One of the mistakes you’ll make as a data engineer or data scientist early in your career is not truly understanding the business requirements.
The business will come to you and ask for a real-time dashboard.
But they mean they want the data updated 3-4x a day, or maybe they only look at the report once a week; at that moment, the data should be as up-to-date as possible.
The business will ask for a machine learning (ML) model to help detect fraud.
But once you understand what the business generally knows is fraud, you'll realize you just need basic anomaly detection.
This isn't to say you don't ever need more ML models or never need to deploy a near-real-time system.
But it's good to figure out what the business really needs before building what they describe.
In this article, I wanted to discuss some tips that all engineers and technical employees can benefit from when it comes to gathering business requirements.
The Problem - The Business Doesn’t Always Know What They Are Asking
There is a classic sketch comedy bit that covers the gap between the tech domain and the business world. Of course, they simplified concepts down to “red-lines,” but it covers the problem well.
The issue isn’t that the business side isn’t intelligent; it’s that they don’t work in data (That’s well, the data teams job!). They generally know the terms and big picture but might not understand how all the pieces fit together on a nuanced level. Although I have met plenty of directors and CEOs who are very capable of going toe to toe in terms of discussing technology. But at the end of the day, they don’t have time to solve technical problems.
Add in all the management consulting companies telling them they have to jump on LLMs or Big Data because they need to sell services, and well…of course, they come to the data and tech teams asking what is being done to help them, the business, keep ahead of their competitors.
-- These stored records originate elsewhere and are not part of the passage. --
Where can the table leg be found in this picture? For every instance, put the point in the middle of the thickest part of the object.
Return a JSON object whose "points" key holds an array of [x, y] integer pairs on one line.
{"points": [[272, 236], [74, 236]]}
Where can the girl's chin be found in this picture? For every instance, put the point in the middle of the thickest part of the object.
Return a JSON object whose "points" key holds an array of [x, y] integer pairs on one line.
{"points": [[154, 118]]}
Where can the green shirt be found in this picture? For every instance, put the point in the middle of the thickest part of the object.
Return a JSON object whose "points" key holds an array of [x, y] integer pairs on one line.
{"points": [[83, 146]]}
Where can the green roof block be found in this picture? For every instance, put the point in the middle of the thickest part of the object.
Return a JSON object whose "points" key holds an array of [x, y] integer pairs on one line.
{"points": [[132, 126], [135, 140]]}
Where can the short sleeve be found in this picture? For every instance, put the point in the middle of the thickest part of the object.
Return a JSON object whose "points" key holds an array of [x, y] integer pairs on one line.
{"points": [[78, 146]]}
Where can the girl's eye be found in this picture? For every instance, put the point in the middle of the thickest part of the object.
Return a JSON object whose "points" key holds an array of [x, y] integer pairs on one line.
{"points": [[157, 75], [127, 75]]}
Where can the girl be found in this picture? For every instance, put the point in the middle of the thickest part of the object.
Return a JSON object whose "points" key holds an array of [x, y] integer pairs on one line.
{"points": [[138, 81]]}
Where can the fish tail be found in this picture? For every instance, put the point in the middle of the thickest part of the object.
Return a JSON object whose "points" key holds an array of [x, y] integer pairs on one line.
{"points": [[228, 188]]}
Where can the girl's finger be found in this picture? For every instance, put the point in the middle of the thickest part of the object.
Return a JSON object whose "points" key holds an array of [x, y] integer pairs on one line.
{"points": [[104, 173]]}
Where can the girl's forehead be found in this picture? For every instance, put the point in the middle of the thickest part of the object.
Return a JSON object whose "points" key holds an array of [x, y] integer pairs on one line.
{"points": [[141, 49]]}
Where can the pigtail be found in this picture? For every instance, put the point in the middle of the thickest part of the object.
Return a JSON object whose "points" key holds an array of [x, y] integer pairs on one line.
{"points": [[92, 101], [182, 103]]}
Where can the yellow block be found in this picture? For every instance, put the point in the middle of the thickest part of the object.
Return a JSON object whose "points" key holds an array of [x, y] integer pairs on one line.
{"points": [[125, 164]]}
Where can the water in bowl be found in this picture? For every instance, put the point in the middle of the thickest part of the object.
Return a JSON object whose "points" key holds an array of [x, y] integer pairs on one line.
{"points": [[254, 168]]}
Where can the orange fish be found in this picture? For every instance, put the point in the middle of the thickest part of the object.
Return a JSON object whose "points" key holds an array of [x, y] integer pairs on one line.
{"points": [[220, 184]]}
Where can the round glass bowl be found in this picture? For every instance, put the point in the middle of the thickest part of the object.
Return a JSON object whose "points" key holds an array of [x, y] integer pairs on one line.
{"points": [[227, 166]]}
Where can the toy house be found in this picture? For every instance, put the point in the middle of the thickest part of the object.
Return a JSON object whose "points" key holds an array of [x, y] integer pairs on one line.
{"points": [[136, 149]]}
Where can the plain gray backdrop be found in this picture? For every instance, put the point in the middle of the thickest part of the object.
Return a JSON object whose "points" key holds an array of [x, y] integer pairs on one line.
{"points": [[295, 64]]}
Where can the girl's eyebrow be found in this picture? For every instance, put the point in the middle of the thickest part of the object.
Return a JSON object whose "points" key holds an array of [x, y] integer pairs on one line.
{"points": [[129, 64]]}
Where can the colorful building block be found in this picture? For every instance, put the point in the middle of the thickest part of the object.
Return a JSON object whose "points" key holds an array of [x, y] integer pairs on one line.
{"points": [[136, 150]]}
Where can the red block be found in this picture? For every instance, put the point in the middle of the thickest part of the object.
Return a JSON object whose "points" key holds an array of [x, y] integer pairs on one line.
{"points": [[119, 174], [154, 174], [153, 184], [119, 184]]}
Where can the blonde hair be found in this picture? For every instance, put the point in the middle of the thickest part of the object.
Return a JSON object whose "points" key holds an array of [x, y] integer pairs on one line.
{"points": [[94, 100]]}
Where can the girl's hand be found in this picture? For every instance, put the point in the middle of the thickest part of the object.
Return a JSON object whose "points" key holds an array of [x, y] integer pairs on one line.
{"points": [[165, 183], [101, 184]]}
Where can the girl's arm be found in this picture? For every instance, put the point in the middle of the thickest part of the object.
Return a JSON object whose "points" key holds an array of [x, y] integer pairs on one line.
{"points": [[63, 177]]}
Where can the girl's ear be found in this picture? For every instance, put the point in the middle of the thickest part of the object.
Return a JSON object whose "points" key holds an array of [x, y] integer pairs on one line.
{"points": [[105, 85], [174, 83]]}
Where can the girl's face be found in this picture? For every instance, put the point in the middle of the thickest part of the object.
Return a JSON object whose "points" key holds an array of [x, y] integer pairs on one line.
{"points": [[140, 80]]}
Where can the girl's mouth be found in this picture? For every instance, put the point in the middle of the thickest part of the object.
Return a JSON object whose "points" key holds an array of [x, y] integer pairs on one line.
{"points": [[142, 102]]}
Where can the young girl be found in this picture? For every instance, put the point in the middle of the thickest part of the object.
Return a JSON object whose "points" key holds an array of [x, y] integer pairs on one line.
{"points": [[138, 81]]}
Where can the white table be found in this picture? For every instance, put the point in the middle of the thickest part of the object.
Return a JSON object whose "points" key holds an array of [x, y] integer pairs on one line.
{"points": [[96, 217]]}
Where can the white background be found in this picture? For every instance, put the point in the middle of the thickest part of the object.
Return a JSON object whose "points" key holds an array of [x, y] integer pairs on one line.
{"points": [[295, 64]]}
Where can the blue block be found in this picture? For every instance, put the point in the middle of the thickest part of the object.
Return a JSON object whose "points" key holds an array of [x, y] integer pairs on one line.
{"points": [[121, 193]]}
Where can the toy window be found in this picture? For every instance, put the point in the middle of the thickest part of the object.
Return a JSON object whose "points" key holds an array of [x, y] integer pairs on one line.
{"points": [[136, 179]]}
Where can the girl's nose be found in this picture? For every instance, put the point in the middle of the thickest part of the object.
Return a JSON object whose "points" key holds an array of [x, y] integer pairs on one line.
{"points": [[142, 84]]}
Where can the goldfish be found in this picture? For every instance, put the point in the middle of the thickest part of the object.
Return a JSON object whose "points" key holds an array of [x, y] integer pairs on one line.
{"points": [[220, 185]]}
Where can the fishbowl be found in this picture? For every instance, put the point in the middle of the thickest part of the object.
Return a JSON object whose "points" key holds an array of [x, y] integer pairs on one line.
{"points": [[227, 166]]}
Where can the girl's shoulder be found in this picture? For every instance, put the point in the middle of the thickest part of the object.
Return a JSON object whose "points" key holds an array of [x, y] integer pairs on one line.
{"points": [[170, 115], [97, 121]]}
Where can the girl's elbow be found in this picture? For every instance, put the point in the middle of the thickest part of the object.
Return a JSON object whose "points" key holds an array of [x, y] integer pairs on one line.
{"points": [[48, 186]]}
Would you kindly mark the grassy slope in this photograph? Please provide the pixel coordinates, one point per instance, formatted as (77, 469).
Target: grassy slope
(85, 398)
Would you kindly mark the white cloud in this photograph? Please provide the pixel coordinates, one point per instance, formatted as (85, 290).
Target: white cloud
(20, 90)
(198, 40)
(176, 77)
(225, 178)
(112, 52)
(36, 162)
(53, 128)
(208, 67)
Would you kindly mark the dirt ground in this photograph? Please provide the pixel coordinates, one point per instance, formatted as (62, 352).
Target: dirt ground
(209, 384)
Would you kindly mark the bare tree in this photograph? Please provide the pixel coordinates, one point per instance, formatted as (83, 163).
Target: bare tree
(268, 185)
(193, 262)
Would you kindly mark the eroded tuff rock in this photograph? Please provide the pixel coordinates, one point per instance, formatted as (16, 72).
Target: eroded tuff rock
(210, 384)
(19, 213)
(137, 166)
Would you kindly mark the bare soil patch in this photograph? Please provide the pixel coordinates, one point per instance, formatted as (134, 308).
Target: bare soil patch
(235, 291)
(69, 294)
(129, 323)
At the end of the day, that’s their goal. They don’t need to spend time learning the intricacies of how to design a data warehouse or develop an ML model, or even where it’d be best to fit said model. That’s the tech team's job.
But another goal of tech and data teams is to help guide the business in what is actually useful. I can’t tell you the number of conversations I have had where I had to convince clients that ML was overkill. Sure, machine learning can prove to be useful, but it can also be gold-plating. I get it, we all want to say we “added AI” into our products.
But not every problem requires it.
In the end, in order to understand and provide guidance for the business, we must first ask a lot of questions.